Hoy en día, el catolicismo sigue siendo la religión predominante en el país. Según el último censo del INEGI en 2020, el 77.7% de la población mexicana se identifica como católica. Aun así, esta cifra ha disminuido en las últimas décadas, cediendo terreno a nuevas religiones y movimientos de pensamiento. Cada vez es más común ver expresiones religiosas como el culto a la Santa Muerte, la santería, el satanismo, e incluso la devoción a figuras como Jesús Malverde o San Judas Tadeo. Estas nuevas corrientes, aunque basadas en tradiciones arraigadas o adaptaciones del cristianismo, han logrado captar una cantidad significativa de seguidores.
La Virgen de Guadalupe sigue siendo, sin duda, la figura más venerada en México, con millones de devotos que honran su imagen año tras año. No obstante, movimientos como el ateísmo y el agnosticismo han ganado terreno, especialmente entre las generaciones más jóvenes. De hecho, el mismo censo de 2020 indica que el 8.1% de los mexicanos no profesan ninguna religión, lo cual representa un incremento notable en comparación con años anteriores.
La libertad de culto, consagrada en el artículo 24 de la Constitución Mexicana, nos permite practicar cualquier religión o, en su caso, no practicar ninguna. En teoría, esto debería garantizar una convivencia pacífica y respetuosa entre todas las creencias. Sin embargo, en la práctica, nos enfrentamos a desafíos importantes. A pesar de que la sociedad mexicana ha avanzado en términos de tolerancia, persisten actitudes de discriminación y prejuicio hacia aquellos cuya fe, o falta de ella, no encaja con lo que se considera «normal» o aceptable.
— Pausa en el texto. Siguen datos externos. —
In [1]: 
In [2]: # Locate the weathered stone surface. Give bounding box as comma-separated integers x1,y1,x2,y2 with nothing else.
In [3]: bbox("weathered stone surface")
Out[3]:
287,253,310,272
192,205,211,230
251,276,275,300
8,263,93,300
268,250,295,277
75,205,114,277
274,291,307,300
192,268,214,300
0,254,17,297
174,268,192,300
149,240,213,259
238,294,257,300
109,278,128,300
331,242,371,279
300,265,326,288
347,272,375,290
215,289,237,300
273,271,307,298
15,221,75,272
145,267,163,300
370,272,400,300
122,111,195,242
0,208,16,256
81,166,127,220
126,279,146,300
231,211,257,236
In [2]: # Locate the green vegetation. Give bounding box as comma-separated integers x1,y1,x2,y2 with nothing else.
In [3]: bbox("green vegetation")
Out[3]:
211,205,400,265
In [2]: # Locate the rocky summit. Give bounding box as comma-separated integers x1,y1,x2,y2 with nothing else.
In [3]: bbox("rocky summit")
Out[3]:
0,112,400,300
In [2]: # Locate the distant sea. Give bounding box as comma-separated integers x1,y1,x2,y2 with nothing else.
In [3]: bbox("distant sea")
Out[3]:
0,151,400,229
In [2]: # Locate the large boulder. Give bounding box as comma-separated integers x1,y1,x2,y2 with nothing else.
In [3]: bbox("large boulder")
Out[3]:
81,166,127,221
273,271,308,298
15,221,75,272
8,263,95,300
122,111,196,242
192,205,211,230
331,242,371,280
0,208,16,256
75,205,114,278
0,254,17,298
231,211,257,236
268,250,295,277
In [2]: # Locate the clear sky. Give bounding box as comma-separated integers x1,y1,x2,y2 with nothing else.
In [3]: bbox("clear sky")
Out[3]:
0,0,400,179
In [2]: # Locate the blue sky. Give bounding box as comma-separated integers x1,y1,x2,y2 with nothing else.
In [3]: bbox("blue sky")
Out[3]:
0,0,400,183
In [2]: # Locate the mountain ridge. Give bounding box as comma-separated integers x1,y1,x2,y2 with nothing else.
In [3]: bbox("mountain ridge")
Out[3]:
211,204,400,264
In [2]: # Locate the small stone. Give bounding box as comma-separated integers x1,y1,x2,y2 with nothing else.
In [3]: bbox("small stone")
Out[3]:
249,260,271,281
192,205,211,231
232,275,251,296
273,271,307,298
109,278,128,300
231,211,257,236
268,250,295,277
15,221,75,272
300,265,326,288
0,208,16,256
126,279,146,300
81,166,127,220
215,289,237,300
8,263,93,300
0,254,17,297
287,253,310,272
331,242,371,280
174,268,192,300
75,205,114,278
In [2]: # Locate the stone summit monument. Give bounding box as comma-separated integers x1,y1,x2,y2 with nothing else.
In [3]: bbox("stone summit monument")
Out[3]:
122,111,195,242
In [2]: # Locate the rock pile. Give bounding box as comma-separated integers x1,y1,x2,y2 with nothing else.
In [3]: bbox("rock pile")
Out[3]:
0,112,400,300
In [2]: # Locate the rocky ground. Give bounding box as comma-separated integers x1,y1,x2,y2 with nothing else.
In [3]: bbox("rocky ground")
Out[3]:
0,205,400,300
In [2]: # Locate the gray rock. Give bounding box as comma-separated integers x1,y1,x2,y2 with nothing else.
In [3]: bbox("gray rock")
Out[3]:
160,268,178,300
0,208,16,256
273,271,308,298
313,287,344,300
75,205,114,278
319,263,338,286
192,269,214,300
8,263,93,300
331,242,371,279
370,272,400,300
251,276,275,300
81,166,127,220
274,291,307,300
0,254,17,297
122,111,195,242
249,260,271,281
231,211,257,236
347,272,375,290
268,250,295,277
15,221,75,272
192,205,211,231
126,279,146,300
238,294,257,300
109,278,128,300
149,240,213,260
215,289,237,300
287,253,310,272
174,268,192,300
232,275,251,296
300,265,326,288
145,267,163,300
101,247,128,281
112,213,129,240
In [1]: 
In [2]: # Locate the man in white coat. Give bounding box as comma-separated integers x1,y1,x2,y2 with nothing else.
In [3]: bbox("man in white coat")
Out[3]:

En muchos casos, la discriminación religiosa se manifiesta de formas sutiles, como miradas de desaprobación o comentarios despectivos. En otros, se presenta de manera más evidente, con actos de exclusión social o laboral. Lamentablemente, los cultos más minoritarios suelen ser objeto de sospechas y estigmatización. Por ejemplo, el satanismo o el culto a la Santa Muerte son a menudo percibidos con recelo, vinculándolos con prácticas ilegales o peligrosas, lo que puede generar persecuciones y malos entendidos.
Si bien la diversidad de creencias es un reflejo de la pluralidad cultural de México, también es cierto que algunos grupos han hecho un mal uso de la libertad de culto para justificar acciones que van en contra de los derechos humanos. Un ejemplo extremo es el sacrificio de animales e incluso de personas en ciertas prácticas sectarias, algo que no solo es ilegal, sino moralmente inaceptable. Estas situaciones evidencian la necesidad de establecer límites claros entre lo que es el libre ejercicio de la religión y lo que constituye una violación de la ley o los principios éticos universales.
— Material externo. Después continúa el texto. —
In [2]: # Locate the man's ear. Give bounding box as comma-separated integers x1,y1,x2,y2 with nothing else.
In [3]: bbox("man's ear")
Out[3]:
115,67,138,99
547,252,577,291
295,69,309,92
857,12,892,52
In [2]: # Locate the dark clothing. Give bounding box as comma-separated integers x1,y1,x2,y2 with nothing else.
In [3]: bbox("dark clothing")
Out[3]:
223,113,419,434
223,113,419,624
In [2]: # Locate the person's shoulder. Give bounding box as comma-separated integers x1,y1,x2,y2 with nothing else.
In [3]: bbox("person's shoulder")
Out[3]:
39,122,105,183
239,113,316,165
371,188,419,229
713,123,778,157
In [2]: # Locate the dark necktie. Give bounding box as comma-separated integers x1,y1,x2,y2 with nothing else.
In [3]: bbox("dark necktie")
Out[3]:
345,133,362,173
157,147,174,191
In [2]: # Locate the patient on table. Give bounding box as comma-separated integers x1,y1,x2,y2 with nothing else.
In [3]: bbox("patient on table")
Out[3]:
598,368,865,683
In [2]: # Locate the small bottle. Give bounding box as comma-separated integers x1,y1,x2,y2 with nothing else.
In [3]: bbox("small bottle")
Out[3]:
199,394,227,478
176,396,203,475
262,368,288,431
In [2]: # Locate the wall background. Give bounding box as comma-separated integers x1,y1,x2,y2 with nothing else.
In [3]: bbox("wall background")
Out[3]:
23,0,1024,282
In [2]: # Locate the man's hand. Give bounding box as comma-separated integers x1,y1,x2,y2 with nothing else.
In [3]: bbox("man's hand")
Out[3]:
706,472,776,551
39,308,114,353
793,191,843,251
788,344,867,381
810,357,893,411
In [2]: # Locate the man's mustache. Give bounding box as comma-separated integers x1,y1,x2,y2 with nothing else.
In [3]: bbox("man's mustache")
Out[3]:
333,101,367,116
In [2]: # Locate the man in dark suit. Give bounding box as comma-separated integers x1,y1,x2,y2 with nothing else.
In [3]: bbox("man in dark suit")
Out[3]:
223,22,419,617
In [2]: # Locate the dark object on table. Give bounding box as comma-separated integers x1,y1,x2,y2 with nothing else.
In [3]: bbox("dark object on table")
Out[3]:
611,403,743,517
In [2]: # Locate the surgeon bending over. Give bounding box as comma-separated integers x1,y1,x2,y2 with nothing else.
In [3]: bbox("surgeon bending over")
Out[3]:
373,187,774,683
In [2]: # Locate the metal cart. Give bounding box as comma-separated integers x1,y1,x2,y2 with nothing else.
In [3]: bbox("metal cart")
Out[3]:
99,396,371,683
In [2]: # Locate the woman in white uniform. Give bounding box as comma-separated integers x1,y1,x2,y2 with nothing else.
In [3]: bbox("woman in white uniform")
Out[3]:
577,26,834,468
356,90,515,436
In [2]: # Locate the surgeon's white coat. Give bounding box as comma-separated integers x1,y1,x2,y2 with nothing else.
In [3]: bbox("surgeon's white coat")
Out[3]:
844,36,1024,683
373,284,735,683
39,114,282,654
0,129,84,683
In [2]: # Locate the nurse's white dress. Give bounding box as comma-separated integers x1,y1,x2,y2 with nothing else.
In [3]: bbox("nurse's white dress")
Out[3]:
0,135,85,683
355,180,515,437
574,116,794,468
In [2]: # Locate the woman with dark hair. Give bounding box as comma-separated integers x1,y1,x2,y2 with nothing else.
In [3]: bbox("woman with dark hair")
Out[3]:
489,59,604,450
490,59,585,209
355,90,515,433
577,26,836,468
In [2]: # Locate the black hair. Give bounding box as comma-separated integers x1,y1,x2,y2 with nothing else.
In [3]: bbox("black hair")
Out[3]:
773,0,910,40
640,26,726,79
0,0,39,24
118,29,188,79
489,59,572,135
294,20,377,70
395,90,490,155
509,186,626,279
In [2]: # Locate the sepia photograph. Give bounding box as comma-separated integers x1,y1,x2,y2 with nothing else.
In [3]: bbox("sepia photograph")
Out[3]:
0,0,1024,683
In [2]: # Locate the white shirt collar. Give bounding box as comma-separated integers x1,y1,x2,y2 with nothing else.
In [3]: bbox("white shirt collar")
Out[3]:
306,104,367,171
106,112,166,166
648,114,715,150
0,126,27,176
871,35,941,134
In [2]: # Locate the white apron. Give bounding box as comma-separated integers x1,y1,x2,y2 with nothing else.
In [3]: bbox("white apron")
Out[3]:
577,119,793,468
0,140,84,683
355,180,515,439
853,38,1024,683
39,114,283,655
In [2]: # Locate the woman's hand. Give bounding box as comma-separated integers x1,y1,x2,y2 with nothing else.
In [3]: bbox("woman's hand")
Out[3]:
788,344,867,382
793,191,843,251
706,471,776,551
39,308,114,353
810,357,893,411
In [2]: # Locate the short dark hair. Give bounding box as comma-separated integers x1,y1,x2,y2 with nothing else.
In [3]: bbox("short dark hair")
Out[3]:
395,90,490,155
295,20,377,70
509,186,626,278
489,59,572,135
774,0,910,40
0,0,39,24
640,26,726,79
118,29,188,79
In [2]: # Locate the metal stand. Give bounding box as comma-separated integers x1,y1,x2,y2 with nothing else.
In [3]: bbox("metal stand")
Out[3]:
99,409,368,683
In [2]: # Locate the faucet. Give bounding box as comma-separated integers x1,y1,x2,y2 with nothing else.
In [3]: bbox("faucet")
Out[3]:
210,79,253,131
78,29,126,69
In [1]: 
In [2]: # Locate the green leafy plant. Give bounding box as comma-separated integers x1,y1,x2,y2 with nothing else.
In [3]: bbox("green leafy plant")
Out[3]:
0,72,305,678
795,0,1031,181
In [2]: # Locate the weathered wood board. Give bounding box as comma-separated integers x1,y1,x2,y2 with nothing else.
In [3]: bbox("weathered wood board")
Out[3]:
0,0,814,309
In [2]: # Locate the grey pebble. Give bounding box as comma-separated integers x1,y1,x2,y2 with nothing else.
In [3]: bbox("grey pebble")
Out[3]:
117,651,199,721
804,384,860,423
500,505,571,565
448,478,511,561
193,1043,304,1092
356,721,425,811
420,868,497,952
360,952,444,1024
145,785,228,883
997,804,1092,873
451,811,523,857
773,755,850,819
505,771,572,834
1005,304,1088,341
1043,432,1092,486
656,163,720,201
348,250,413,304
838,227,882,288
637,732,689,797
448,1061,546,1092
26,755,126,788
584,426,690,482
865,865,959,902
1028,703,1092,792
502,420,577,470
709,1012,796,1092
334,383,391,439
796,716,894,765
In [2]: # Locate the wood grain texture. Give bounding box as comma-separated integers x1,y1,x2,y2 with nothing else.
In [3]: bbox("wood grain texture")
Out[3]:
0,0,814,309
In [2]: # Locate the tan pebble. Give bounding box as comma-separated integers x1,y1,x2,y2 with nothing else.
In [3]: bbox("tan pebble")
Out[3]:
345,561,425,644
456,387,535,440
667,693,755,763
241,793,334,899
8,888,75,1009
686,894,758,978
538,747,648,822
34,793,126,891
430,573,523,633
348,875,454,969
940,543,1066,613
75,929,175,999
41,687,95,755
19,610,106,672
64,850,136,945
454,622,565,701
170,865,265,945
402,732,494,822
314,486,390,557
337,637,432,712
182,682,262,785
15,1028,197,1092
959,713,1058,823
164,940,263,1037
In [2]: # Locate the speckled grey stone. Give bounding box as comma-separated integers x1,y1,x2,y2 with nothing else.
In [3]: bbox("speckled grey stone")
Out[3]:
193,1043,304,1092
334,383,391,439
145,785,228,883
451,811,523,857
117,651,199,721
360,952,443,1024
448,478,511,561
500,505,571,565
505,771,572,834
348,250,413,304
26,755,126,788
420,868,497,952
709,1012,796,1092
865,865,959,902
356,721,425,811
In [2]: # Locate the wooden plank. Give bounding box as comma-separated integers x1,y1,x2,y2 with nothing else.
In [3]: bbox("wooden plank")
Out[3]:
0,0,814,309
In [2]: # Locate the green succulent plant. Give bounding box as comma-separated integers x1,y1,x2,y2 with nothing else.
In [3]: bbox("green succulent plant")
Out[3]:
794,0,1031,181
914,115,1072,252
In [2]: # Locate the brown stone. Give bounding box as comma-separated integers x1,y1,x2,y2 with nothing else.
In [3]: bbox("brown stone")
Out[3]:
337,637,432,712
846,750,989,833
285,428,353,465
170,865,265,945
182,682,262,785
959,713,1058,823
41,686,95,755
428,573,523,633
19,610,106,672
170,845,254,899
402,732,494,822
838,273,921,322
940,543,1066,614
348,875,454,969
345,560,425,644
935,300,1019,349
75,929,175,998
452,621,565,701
Además, en algunos casos, la propia religión se convierte en un vehículo para legitimar actos discriminatorios, como la violencia de género o la exclusión de comunidades LGBTQ+. Este tipo de abusos subraya la importancia de seguir fomentando una sociedad en la que las creencias religiosas no se utilicen como excusa para perpetuar la injusticia o la desigualdad.
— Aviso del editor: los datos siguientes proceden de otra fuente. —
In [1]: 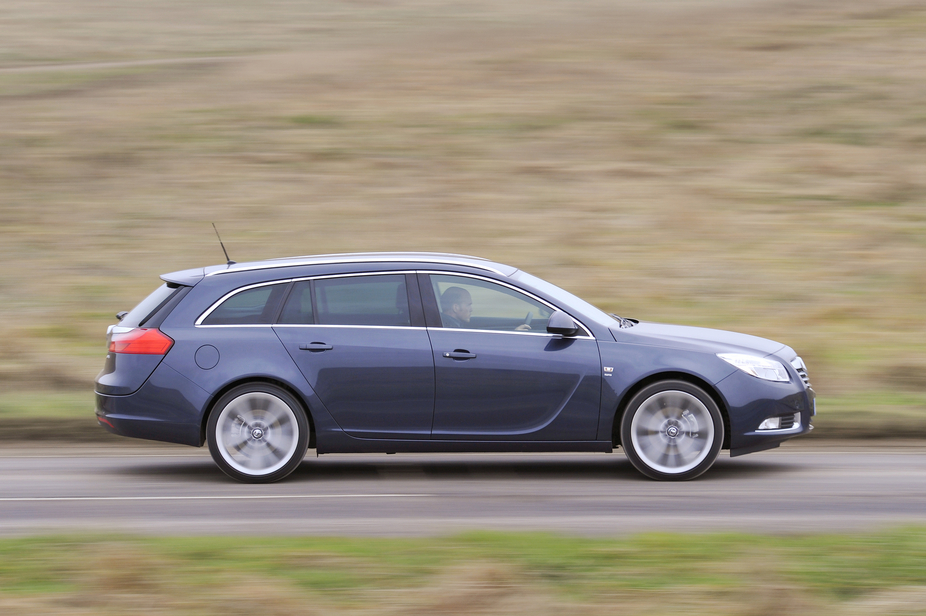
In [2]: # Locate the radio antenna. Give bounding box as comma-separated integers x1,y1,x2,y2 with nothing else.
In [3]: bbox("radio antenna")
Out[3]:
212,223,235,265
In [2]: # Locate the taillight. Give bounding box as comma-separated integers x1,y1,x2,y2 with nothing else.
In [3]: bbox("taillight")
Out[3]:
109,327,174,355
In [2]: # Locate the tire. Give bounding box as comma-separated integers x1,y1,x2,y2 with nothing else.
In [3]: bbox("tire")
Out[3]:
621,381,723,481
206,383,309,483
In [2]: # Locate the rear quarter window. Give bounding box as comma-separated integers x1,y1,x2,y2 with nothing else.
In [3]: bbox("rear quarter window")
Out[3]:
201,283,287,325
119,283,183,327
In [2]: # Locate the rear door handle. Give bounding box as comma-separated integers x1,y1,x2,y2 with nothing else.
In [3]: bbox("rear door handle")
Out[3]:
299,342,334,351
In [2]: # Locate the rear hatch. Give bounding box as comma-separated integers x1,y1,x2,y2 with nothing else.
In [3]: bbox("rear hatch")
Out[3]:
95,282,190,396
Es fundamental que, como sociedad, aprendamos a respetar y convivir con creencias distintas a las nuestras. La diversidad religiosa, en su mejor expresión, puede enriquecernos, invitándonos a reflexionar sobre nuestra propia espiritualidad y valores. La libertad de culto es un derecho que nos fortalece como nación, siempre y cuando esté enmarcada en el respeto mutuo y en el compromiso con el bienestar común.
La libertad de culto en México nos otorga grandes ventajas, como la posibilidad de vivir de acuerdo con nuestras convicciones más profundas. Sin embargo, también es necesario reconocer los retos que enfrentamos en cuanto a la discriminación religiosa y el mal uso de este derecho en prácticas inaceptables. Solo a través del diálogo, la educación y el respeto podemos garantizar que este derecho continúe siendo un pilar fundamental de nuestra convivencia pacífica y justa.